17:18 April 15, 2010 by dcgi
Surely the point here shouldn't if the word "Ossi" is or isn't a valid ethnic group, it's still offensive and essentially a prejudice. For English people you would probably say the same if you saw "(-) Chav" on your application.

Personally I think the women should anonymously post up the de-personalised scans of her job application on the net with a short blog post about what happened so at least people can see what kind of a company they really are.
18:05 April 15, 2010 by AirForceGuy
I can't believe it. A court ruling that actually makes sense in spite of the 'Politically Correct' insanity!
18:30 April 15, 2010 by cobalisk
The ruling makes sense from a legal standpoint as classifying East Germans as a separate ethnic group is a bad precedent.

Nevertheless to think this woman was not viewed negatively in some way is absurd.

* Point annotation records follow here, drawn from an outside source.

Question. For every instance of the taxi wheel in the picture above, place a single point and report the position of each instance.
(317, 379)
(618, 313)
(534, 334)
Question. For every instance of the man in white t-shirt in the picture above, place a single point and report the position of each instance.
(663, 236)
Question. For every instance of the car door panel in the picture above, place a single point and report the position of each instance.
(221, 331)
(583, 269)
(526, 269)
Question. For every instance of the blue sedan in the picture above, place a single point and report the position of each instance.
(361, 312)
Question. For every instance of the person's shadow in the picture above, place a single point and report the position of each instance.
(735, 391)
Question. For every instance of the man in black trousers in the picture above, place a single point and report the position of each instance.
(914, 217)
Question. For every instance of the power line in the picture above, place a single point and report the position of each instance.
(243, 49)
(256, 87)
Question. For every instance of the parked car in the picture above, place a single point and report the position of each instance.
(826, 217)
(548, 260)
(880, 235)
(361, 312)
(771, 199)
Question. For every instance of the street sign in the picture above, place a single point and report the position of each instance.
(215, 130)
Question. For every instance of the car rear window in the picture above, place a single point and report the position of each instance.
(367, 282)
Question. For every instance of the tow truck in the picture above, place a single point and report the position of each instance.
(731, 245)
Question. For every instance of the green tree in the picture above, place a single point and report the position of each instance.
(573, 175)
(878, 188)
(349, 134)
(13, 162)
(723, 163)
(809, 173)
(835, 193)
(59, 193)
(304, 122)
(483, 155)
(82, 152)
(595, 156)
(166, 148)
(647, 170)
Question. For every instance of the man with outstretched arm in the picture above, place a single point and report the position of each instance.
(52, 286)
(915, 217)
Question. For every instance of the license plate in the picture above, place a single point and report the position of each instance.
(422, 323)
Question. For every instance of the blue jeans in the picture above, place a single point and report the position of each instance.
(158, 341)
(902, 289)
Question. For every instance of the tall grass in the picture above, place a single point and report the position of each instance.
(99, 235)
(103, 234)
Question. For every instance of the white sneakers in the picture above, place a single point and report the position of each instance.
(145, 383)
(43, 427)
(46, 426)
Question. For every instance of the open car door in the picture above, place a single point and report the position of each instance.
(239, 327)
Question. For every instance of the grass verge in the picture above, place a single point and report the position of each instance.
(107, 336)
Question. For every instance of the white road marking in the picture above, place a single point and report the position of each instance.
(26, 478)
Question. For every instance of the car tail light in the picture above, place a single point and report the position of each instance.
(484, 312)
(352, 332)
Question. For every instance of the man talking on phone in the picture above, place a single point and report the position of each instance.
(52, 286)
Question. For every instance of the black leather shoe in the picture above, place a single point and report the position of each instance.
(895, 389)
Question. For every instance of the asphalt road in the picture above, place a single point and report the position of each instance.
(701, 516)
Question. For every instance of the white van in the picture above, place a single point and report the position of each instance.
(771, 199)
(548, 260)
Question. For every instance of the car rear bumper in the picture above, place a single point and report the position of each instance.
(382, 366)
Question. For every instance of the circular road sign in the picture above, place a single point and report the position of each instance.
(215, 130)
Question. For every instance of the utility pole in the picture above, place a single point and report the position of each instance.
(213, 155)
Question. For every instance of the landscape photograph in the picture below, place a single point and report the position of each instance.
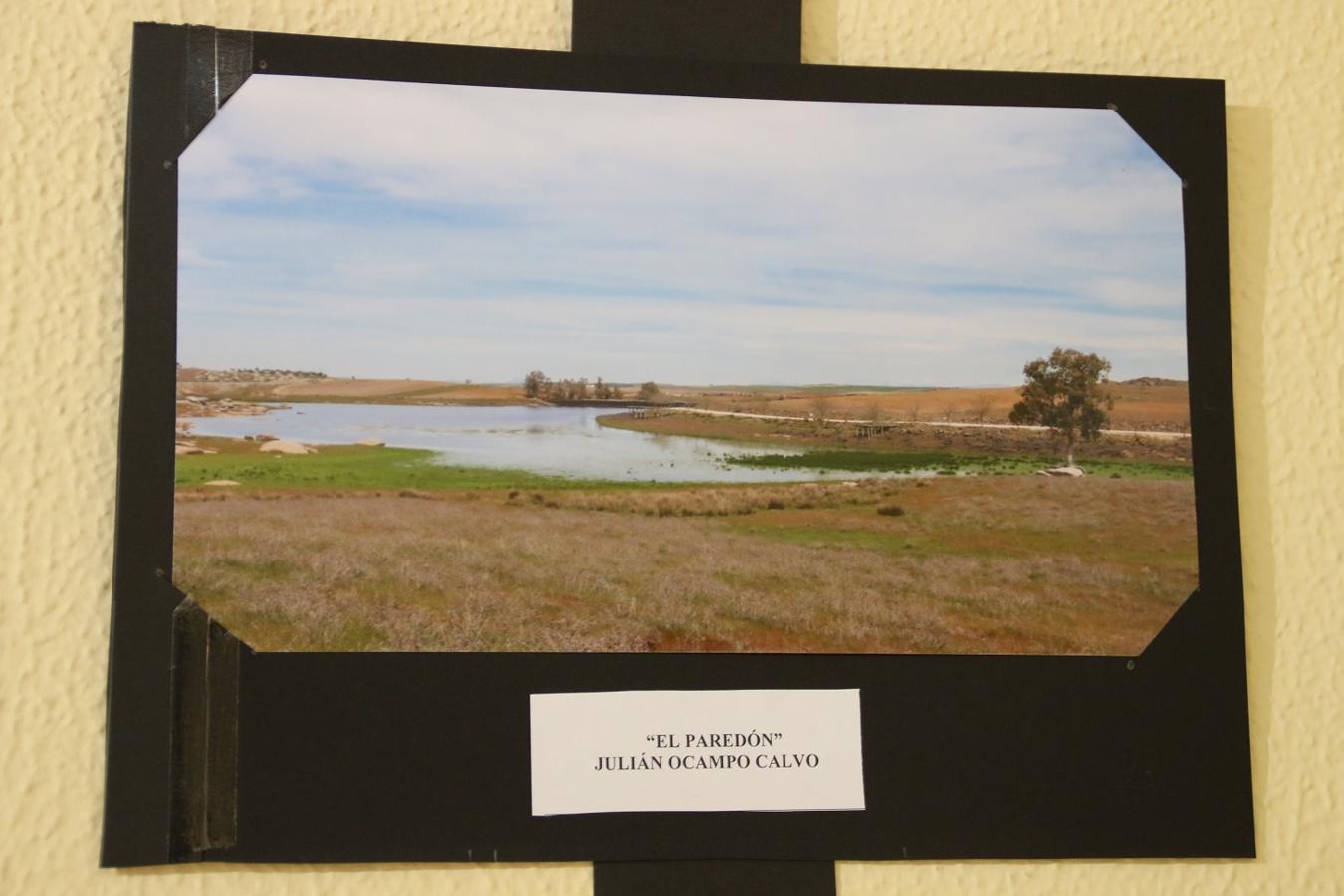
(475, 368)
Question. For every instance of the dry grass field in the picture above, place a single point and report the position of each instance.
(1143, 404)
(957, 564)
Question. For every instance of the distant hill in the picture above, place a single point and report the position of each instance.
(1151, 381)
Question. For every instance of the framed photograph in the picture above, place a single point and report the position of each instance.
(544, 457)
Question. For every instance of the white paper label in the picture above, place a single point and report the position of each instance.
(696, 751)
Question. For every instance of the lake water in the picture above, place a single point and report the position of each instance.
(561, 441)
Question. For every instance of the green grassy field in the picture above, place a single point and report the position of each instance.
(355, 468)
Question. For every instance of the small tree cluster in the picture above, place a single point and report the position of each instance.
(1067, 392)
(537, 384)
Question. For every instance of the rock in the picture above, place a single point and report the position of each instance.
(281, 446)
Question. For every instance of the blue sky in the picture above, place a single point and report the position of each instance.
(442, 231)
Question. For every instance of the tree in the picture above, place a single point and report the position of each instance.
(1066, 392)
(534, 384)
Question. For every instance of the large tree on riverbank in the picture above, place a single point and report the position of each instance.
(1067, 392)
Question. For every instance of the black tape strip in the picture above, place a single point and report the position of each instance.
(204, 734)
(218, 64)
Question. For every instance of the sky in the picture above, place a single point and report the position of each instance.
(460, 233)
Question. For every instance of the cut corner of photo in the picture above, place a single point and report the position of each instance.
(480, 368)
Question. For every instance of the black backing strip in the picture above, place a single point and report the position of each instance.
(761, 31)
(714, 879)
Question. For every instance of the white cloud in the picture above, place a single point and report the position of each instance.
(687, 239)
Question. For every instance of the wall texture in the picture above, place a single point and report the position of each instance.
(62, 137)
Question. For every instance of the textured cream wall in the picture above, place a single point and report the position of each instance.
(62, 134)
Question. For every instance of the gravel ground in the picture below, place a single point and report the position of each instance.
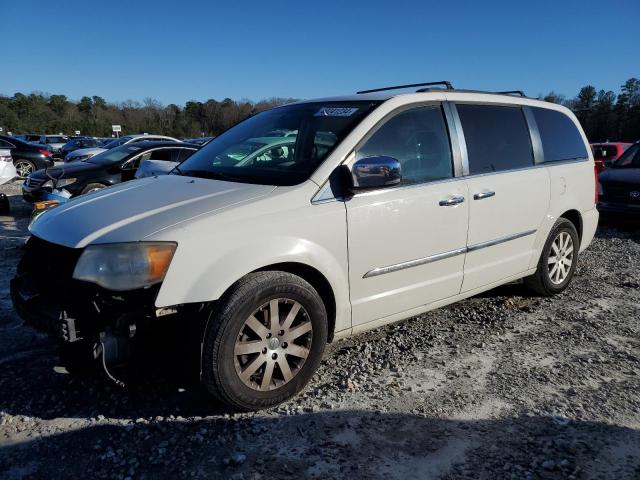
(504, 385)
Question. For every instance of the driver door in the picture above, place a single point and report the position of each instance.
(407, 244)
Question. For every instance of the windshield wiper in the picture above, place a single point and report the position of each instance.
(213, 175)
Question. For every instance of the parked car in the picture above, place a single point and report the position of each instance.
(620, 184)
(81, 142)
(84, 153)
(421, 200)
(108, 168)
(199, 140)
(604, 154)
(7, 168)
(27, 157)
(156, 167)
(56, 142)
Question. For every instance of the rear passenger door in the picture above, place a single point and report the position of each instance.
(508, 196)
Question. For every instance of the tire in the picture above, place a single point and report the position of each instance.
(548, 281)
(24, 168)
(228, 332)
(92, 187)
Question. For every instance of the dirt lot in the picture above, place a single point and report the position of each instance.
(506, 385)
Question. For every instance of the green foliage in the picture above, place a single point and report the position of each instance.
(603, 114)
(42, 113)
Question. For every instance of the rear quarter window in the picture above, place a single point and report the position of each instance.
(560, 137)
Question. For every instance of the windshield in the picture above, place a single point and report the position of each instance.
(116, 143)
(630, 158)
(282, 146)
(114, 155)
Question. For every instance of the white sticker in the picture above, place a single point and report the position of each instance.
(335, 112)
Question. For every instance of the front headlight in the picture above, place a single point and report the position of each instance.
(63, 182)
(125, 266)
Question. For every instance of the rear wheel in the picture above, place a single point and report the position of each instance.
(558, 261)
(264, 340)
(24, 168)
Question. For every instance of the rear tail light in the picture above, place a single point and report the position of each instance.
(596, 194)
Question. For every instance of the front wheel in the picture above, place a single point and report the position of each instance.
(558, 261)
(263, 341)
(24, 168)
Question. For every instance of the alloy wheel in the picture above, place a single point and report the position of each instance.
(273, 344)
(23, 168)
(560, 258)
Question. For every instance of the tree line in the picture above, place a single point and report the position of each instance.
(93, 116)
(604, 115)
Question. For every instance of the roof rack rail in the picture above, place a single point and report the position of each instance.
(447, 86)
(512, 92)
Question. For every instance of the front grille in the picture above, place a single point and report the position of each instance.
(33, 182)
(49, 266)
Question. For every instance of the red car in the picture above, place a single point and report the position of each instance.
(606, 153)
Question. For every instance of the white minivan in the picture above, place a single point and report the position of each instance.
(377, 207)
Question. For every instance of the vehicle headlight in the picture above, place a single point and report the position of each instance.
(63, 182)
(125, 266)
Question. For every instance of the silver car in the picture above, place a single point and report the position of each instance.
(84, 153)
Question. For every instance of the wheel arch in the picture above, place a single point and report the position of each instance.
(317, 280)
(574, 217)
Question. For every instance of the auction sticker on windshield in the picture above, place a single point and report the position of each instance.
(335, 112)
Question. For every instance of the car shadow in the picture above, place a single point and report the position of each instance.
(330, 444)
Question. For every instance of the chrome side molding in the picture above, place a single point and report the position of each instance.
(413, 263)
(441, 256)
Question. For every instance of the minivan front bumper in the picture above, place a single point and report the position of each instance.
(47, 298)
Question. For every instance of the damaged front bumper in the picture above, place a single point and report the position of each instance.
(109, 326)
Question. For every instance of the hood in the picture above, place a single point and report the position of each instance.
(132, 211)
(621, 176)
(69, 170)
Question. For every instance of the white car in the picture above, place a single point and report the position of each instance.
(386, 206)
(84, 153)
(7, 169)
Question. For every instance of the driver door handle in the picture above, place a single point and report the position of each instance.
(448, 202)
(481, 195)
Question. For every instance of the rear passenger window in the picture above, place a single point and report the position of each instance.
(418, 139)
(561, 140)
(497, 138)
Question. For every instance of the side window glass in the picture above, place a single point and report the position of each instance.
(497, 138)
(418, 139)
(561, 140)
(162, 154)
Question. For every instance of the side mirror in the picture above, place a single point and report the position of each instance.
(375, 172)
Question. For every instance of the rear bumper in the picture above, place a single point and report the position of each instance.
(624, 208)
(589, 226)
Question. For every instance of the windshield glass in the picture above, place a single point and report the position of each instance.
(282, 146)
(114, 155)
(630, 158)
(116, 143)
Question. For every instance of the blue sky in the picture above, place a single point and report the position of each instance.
(178, 51)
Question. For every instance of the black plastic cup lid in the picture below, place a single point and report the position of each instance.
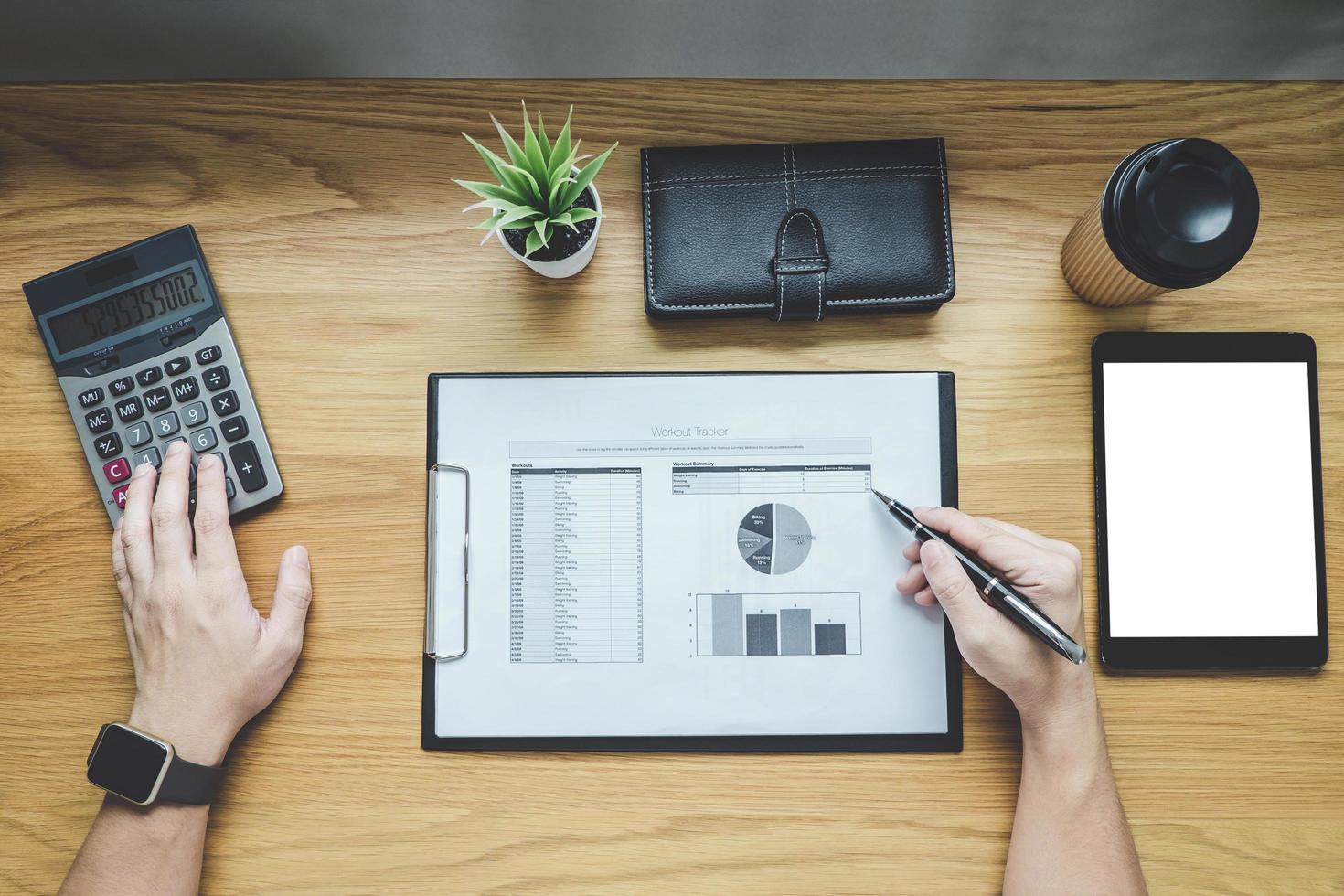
(1180, 212)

The company's comments are a clear white-wash.

Ultimately it is clear that she was discriminated against but the claim for ethnicity based discrimination was denied and this was appropriate.
20:19 April 15, 2010 by weaverjulia
On the topic of job discrimination from the job application process in Germany:

I find it shocking that most German applications require a photo as well as your date of birth and origins. In many countries (for example, the US), it is illegal to ask for any of these things on a job application due to the obvious problems with discrimination. If you want to volunteer personal information not pertaining to the job, that's up to you.

Of course, this woman probably had things on her CV indicating that she was an Ossi, but still...
00:19 April 16, 2010 by wxman
This was ludicrous from the start. Kudos to the court.
11:06 April 16, 2010 by michael4096
For English people you would probably say the same if you saw "(-) Chav" on your application.
Not really. Perhaps "scouser" or "tyke". Chav is universally negative whereas fr merkel is an ossi, and proud of it.
14:35 April 16, 2010 by wood artist
I think I have to agree with the court. While the term Ossi can certainly be a negative stereotype, it would be hard to prove that was the meaning in this case. Like many other things, this was a situation where the court simply could not prove it was meant to be derogatory. She may believe what she wishes, as may everyone else, but it doesn't rise to the level of provable discrimination. She might well not be qualified for the job, and none of us have any way of knowing.

15:55 April 16, 2010 by Beachrider
The court technically got it right. The law is what it is. It is probably too narrowly written. The HR person should still be fired OR that will be a negative message to 'east' Germans.

The fact that this somehow makes 'ossi' a more-acceptable pejorative is not good for German society.
16:14 April 16, 2010 by dbert4
This is a question of discrimination based on, national origin, the at the time DDR.
17:44 April 16, 2010 by Prufrock2010
This case was a no-brainer from day one. The lawyer who filed the suit should be sanctioned.
19:16 April 18, 2010 by DoubleDTown
dbert4 has a very good point on the national origin thing.

several commenters aren't fully understanding the issue: the big question was is it illegal to discriminate against someone based on them originating in the "new Bundeslaender", not whether that happened in this instance. The court said no, people from eastern Germany are not a protected class.

At least, I think that's what the court said based on my reading of English-language articles about the case. This plaintiff was 48, not 19, so she definitely originated in the DDR, not just the eastern region of BRD.